If it strikes the unprotected pedestrian, the driver will probably not be injured. The pedestrian will most likely be killed if the speed of the vehicle is above 30 mph. If the speed is below 30, chances are he/she will probably be seriously injured.
If the car avoids the pedestrian and strikes something solid, the driver of the car has the protection of the car's crumple zones which are designed to absorb crash energy, the supplemental restraint systems (air bags) designed to protect the driver from the internal components of the car's interior, and the seat belt which is designed to secure the driver in the proper position so that he/she doesn't go bouncing around the interior of the car and can be in the optimal position for the other safety systems to do their job.
In addition, if the speed of the collision is under 30 mph, the driver of the car will most probably walk away. If the speed is under 60 mph, the driver may be injured and even hospitalized but will probably survive.
Now couple all that with the fact that the driver of the automobile and the autonomous vehicle itself must yield to pedestrians it makes the most sense for a programmer to design the system to avoid pedestrians even if it means striking a more solid object.
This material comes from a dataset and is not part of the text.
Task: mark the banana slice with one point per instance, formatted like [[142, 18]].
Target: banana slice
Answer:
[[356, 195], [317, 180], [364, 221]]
All that aside, ask yourself this, would you rather have your car strike a pedestrian at 45 mph and know that you were responsible, in some way, of taking that person's life or would you rather hit a wall at 45 mph, go to the hospital, and recuperate to go on and lead a relatively normal life?
What's going to suck is that the dude's insurance (auto, and possible life as well) will avoid paying since he was most likely breaking the law as well as not following the instructions included with the vehicle (thus, Tesla is off the hook).
Have you ever heard the phrase "A disclaimer is only as strong as the paper it's written on?" Did you know that there are certain rights you cannot sign away? I'm not an attorney and don't know all the details but Tesla is far from off the hook in a civil case.
As for the insurance company not paying because he was breaking the law, I know my insurance company has paid when it was reported I was going over the speed limit and was involved in an accident. I know when people have died because they were on their cell phone not paying attention and wrecked their car, the insurance companies have paid. Not sure him watching Harry Potter will absolve them from paying the family whatever he was insured for.
I don't understand how the radar/sonar (whichever) system didn't kick in... like you see on the ?Mazda? commercial where they say if his the highest crash rating EVER because it simply avoids accidents...
Maybe those shorter ranged systems did detect the truck but it was too late to stop the vehicle?
Maybe that's why Tesla said the bit about the truck being too high? (IE the non visual avoidance systems couldn't see it either?)
I wondered about that two and have come up with some theories.
- The truck was out of the sensors angle of view horizontally, meaning, that since the truck was "crossing the T" if you will of the Tesla, it was too far off to the side initially to be seen by the vehicle. This, to me, seems like a horribly bad design if this was the case.
- The truck was out of the sensor's line of sight. There might have been something between the sensor and the truck so that the sensor didn't see the truck until it was too late...again though, this seems unlikely since there was no indication the sensor EVER saw the truck and the report makes it sound like there was nothing blocking the line of sight of the driver or car.
- The truck was initially out of the sensor's range by distance. Again, this doesn't make sense as one would think the sensor should be able to see far enough ahead so that it could stop in time for the speed it is traveling if something got in the car's path.
- The sensor straight up malfunctioned. This seems like the most logical but then, why would the system continue to operate? Leads me to believe there is a condition the programmers and designers didn't anticipate that, under that specific condition, the sensor is basically blind. That could be the issue of the truck being very close in color to the sky. Still, you would think it would see the wheels and other darker bits of the truck and trailer and still detect the hazard.
I thought about the issue of the truck being too high...after all the report makes it sound like everything below the windshield level of the car went clean under the truck. I'm sure most of the sensors would be in that area. However, the car traveled under the trailer between the last axle on the tractor and the first axle on the trailer. That means the tractor and it's three axles SHOULD have been detected by the sensor and triggered a braking event.